One broker said that institutional investors are putting everything on hold for 5 to 6 weeks to see how interest rates shake out, according to NAI Global.
However, the group noted that there is upside to some of the retrading activity. According to some of the broker comments, sales that are dropped during the due diligence period—and most often to institutional investors—is allowing local and usually smaller regional investors who have been “boxed out” the opportunity to buy in what has been one of the most competitive environments for industrial property sales in history.
BJ Turner, founder of Dunleer, a Los Angeles-based private real estate investment and development firm that focuses on industrial and multifamily sectors, tells GlobeSt.com that there are definitely more and more re-trades happening in the marketplace.
“Deals that were put together 45 to 60 days ago have wrapped up due diligence and now it is time to remove contingencies,” Turner said. “Their lenders are either pencils down or telling them the rate for debt financing is 100 bps to 150 bps higher, so something has to give—and in most cases, it’s the buyer saying to the seller they still like the deal, but due to the cost financing, they can’t afford to pay the same price they did before. In many cases, there is some form of a meet-in-the-middle solution that works for both the buyer and seller and deals get done. In the deals that don’t get done, there are opportunities for users to put deals into escrow they couldn’t compete on three to six months ago.”

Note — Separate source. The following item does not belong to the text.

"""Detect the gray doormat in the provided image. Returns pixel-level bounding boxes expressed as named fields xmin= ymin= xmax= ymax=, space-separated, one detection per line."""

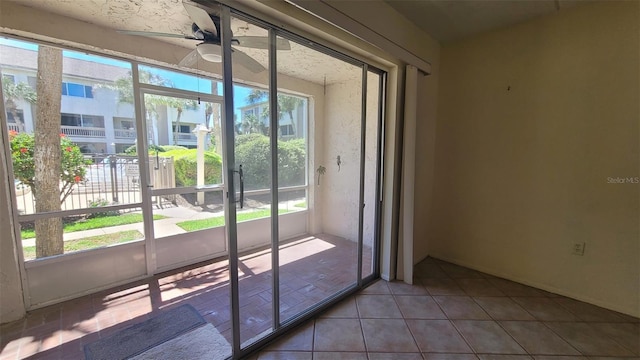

Demand, No Less, Remains Robust
Doug Ressler of Yardi’s Commercial Edge said despite those growing weary of a possible recession around the corner, demand for industrial space remains as high as ever.
He said that in June, the average in place rents grew 4.9% year-over-year, the vacancy rate fell to 4.6% and the average cost of a new lease signed in the past 12 months was 88 cents higher per foot than the overall average.
“Supply of new industrial space cannot maintain pace with demand, a problem more pronounced in areas where geography limits the amount of land available for development,” Ressler tells GlobeSt.com.